I'm not convinced that's true. Certainly it could work out that way for a group of excellent role-players, but I think all that stuff you mention, while certainly helpful, does come at the cost of role-playing. Least what I've observed is players shifting to more gamism and less immersion, more reliance on power cards and less creativity, more skill checks and less description.

I'd be interested to hear what other 4e DMs think about this point.
 

Lots of good stuff in this thread; best I've seen in the 4e section since the Apocalyp5e.

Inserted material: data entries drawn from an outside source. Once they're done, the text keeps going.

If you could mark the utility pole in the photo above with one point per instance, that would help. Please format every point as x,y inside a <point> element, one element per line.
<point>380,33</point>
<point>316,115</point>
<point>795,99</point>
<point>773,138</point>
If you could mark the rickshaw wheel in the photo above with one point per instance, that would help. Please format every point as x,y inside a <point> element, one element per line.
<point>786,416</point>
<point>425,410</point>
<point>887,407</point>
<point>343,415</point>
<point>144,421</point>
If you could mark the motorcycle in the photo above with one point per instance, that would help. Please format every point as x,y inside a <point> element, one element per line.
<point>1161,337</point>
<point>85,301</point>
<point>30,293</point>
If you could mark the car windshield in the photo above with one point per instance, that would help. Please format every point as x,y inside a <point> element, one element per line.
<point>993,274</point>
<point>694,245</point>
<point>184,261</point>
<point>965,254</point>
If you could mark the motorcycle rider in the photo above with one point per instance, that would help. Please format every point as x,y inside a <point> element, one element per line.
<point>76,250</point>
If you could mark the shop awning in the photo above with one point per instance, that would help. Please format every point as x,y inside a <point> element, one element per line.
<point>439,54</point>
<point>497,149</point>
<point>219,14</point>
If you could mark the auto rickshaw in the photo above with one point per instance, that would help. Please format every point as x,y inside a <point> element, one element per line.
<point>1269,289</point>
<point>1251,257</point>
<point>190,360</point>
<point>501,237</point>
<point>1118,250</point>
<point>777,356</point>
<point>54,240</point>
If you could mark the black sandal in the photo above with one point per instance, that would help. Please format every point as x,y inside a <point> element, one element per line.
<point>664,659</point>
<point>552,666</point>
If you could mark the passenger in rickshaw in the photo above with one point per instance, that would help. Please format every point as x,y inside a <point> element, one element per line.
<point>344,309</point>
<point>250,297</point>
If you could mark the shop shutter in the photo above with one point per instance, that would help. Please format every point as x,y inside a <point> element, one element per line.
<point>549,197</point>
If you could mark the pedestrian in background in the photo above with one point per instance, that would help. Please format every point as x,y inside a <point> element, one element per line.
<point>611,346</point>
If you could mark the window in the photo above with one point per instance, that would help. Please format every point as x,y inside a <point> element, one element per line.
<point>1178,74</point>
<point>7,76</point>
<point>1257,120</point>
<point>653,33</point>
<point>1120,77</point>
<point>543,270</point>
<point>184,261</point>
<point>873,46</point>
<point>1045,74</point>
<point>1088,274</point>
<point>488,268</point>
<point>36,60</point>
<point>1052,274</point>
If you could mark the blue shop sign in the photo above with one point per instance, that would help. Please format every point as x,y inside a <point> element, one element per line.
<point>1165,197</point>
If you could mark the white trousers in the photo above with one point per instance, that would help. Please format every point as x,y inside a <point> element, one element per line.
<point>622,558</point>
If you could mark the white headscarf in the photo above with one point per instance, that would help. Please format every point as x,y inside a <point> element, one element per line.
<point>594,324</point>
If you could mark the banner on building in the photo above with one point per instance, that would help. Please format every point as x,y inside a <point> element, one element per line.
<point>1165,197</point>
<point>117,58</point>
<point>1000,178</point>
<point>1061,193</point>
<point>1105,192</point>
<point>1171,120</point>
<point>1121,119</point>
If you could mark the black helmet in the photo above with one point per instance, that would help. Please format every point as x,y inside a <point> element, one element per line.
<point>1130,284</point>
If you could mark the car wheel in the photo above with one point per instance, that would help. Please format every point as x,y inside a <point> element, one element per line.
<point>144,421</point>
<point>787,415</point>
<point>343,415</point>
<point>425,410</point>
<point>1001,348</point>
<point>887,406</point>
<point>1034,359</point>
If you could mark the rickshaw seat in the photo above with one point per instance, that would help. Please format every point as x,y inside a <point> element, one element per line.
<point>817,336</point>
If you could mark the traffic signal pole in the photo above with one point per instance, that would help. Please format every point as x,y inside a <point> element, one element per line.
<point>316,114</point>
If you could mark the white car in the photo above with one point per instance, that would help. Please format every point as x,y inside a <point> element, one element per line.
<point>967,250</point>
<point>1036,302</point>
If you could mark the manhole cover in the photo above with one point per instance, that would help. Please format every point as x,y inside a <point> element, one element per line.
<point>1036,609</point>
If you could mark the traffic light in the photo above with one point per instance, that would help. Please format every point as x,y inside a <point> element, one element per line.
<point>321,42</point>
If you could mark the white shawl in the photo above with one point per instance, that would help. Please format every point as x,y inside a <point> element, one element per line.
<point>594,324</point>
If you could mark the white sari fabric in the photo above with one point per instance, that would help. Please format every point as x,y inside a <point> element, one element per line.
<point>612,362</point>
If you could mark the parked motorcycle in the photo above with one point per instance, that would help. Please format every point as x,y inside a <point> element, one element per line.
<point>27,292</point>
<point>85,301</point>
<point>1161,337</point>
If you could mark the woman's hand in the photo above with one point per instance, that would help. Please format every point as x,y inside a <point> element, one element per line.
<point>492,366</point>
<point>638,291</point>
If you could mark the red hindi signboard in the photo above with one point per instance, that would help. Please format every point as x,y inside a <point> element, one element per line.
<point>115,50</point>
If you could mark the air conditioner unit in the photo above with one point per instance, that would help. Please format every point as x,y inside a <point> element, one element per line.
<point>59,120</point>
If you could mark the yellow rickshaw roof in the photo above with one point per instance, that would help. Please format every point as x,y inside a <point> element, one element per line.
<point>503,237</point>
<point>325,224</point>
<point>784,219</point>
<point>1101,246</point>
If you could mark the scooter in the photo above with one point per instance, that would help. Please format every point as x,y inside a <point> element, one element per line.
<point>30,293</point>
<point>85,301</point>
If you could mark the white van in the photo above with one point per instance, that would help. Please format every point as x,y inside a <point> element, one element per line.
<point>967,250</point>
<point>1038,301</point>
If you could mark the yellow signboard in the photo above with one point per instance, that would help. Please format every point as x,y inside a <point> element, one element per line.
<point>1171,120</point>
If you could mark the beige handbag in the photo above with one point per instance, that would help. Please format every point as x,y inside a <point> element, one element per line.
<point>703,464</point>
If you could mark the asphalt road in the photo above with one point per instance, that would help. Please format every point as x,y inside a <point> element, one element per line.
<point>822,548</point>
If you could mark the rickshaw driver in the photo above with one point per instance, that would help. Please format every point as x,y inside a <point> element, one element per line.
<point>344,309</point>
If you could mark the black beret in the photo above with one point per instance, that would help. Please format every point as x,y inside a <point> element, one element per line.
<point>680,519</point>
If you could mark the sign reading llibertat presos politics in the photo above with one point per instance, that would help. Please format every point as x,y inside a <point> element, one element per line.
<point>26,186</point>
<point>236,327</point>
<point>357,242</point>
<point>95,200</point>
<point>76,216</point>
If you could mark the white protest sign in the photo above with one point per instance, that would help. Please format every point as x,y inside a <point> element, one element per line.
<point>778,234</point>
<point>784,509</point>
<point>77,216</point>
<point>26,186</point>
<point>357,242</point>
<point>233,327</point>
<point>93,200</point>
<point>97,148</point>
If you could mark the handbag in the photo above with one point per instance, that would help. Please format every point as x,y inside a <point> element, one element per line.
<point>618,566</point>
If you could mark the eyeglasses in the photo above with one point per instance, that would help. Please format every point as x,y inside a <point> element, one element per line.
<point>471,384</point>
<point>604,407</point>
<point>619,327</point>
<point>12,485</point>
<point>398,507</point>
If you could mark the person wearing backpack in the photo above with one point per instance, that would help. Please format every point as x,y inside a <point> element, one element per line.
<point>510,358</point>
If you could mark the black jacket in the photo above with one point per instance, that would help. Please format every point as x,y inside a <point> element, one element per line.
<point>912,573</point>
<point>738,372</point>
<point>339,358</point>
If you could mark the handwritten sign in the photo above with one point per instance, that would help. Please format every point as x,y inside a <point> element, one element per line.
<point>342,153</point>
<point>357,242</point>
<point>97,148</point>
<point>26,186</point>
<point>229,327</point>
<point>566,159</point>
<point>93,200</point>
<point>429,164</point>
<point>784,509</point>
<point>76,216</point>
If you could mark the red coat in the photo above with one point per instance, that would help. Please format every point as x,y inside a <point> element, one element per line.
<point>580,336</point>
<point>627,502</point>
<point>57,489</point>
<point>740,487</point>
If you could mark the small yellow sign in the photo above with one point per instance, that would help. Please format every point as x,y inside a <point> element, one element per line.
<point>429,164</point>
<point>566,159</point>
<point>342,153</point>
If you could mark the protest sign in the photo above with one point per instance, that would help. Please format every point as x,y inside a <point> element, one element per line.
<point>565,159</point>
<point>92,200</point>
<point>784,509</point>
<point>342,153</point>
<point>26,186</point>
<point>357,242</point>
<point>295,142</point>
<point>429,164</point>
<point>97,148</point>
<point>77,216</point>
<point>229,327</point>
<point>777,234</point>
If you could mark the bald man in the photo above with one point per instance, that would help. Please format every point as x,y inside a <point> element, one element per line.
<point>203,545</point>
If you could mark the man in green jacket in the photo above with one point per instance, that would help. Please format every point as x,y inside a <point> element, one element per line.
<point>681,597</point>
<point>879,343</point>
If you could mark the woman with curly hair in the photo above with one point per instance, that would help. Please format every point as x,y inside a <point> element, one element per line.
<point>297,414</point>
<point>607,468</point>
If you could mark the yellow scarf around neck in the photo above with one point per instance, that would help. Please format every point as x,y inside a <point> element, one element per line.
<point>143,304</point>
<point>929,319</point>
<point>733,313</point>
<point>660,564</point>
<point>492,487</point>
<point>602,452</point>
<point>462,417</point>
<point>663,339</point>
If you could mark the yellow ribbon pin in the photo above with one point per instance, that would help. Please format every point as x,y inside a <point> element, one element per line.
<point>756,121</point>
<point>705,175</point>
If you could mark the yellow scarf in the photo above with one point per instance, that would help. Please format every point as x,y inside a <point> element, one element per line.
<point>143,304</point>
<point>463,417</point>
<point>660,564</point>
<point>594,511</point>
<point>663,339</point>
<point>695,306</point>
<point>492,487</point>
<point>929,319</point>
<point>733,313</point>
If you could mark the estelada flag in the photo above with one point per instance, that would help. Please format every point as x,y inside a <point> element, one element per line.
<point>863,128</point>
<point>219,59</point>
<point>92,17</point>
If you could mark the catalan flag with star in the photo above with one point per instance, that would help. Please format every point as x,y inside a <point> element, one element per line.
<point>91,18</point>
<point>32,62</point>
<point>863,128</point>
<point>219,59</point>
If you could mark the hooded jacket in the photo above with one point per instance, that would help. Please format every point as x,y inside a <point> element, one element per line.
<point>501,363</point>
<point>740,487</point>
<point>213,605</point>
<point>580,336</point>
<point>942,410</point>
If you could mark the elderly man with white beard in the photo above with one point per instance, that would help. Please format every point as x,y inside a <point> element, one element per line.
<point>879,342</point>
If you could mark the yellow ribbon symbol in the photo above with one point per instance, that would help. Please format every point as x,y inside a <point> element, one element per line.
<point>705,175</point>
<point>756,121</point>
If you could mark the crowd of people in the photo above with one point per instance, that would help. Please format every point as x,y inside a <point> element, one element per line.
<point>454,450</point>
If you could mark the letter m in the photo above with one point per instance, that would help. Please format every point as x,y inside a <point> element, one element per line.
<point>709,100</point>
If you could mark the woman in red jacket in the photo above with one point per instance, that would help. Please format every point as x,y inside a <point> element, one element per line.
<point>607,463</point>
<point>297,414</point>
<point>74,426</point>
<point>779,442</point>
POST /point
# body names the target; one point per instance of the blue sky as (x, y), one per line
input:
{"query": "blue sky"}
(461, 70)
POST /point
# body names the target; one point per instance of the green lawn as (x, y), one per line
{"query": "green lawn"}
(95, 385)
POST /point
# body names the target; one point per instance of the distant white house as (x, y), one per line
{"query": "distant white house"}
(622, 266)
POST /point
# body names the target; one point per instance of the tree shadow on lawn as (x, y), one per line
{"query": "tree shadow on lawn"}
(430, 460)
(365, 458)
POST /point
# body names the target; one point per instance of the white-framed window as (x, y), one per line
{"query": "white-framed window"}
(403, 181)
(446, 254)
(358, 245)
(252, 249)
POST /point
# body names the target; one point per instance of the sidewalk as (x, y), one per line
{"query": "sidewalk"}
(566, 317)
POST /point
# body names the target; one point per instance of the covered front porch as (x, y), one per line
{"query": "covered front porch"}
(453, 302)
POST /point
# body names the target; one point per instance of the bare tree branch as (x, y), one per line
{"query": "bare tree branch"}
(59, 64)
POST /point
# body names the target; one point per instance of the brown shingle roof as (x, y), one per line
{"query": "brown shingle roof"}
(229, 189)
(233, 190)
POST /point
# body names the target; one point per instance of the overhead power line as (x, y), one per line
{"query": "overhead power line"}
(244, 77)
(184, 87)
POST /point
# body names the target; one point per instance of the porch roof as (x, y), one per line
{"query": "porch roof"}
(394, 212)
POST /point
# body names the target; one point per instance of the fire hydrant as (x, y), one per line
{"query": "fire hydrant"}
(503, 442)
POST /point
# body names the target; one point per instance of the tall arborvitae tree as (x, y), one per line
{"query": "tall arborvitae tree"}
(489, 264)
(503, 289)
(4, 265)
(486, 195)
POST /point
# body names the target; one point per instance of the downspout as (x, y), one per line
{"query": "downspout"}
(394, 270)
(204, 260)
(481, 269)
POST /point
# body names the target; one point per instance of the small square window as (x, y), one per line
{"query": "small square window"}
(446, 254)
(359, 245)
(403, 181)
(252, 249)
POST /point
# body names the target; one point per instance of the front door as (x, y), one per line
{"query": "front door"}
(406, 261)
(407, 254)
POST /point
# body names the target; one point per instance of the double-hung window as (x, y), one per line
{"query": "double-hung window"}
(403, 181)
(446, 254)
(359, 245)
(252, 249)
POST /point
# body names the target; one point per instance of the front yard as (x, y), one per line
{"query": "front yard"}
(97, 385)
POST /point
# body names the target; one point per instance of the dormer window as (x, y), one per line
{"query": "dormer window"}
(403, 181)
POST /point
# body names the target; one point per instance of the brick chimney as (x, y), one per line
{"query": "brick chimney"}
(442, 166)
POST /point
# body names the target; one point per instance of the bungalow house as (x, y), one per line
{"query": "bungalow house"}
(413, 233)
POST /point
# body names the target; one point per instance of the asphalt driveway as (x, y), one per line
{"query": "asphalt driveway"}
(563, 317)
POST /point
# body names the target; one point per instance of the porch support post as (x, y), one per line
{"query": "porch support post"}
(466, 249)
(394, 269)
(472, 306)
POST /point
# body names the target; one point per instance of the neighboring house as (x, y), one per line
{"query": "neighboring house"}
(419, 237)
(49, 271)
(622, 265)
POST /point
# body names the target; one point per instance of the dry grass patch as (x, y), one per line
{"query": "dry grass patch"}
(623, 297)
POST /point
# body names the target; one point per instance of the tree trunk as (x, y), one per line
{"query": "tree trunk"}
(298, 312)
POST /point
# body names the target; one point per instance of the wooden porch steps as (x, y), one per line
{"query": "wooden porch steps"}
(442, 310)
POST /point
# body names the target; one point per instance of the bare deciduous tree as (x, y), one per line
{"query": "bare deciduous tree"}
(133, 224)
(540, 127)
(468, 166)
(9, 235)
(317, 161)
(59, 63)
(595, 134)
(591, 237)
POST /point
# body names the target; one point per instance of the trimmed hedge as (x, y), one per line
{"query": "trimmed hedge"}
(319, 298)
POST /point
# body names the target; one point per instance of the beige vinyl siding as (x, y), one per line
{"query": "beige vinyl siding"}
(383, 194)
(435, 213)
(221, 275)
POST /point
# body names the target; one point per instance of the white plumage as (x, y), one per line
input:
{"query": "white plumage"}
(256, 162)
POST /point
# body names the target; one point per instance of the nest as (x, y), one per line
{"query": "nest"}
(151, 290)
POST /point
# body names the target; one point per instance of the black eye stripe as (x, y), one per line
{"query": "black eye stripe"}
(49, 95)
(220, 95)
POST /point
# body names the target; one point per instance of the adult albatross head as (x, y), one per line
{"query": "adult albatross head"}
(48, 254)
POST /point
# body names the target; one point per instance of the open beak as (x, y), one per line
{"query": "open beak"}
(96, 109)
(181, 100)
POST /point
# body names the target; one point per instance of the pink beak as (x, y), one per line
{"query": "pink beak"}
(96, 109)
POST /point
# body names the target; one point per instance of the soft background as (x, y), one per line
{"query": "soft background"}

I aim to contribute, but most of what I would have said has been said already by others, so I will think on it before posting and try to contribute something unique.
 

I'm not convinced that's true. Certainly it could work out that way for a group of excellent role-players, but I think all that stuff you mention, while certainly helpful, does come at the cost of role-playing. Least what I've observed is players shifting to more gamism and less immersion, more reliance on power cards and less creativity, more skill checks and less description.

I'd be interested to hear what other 4e DMs think about this point.

I agree - fun stuff is fun, but comes at the cost of immersion, not helping it.
 

For the love of god, don't do 'sandbox.' You don't need a railroad, but the players should be able to find a track (this is something I learned as a player, but I've applied it to DMing). Your players should be thinking 'goddamn, there's so many things I want to do' not 'okay, what now?'

'goddamn, there's so many things I want to do' is pretty much the definition of a good sandbox. :p
 

I'm not convinced that's true. Certainly it could work out that way for a group of excellent role-players, but I think all that stuff you mention, while certainly helpful, does come at the cost of role-playing. Least what I've observed is players shifting to more gamism and less immersion, more reliance on power cards and less creativity, more skill checks and less description.

I'd be interested to hear what other 4e DMs think about this point.

That doesn't match my experience -- at least, I don't think that's the most important cause of a shift away from immersive story and RP and towards gamesmanship.

If there has been a shift (and I think there has been, although I don't think it's night and day, just moving on a continuum) I think the reason for the shift is a lot more intrinsic to the game design

If we're just talking about the way things have shifted from 3e to 4e, I think the change is largely the result of the heavy focus on the encounter as a set piece. AS a DM, the game encourages me to prepare in terms of encounters, rather than overarching story. As a player, because the overarching story tends to get less attention, and encounters are so much more complex and interesting, that's where my focus goes, and I pay a smaller amount of my attention to the story.

I should point out that I LOVE 4e and Love encounters in 4e. But I can see the shift. I don't think it's cards or props or other aids, although that's just based on personal experience -- I've made cards for spells for my characters across many editions, for example, and it didn't hurt my gaming or my roleplaying.

As a 4e DM, I keep this shift in mind and I try to pay more attention to RP and story as I prepare for my games. I try to invest time in thing like RP encounters, skill challenges, and so on.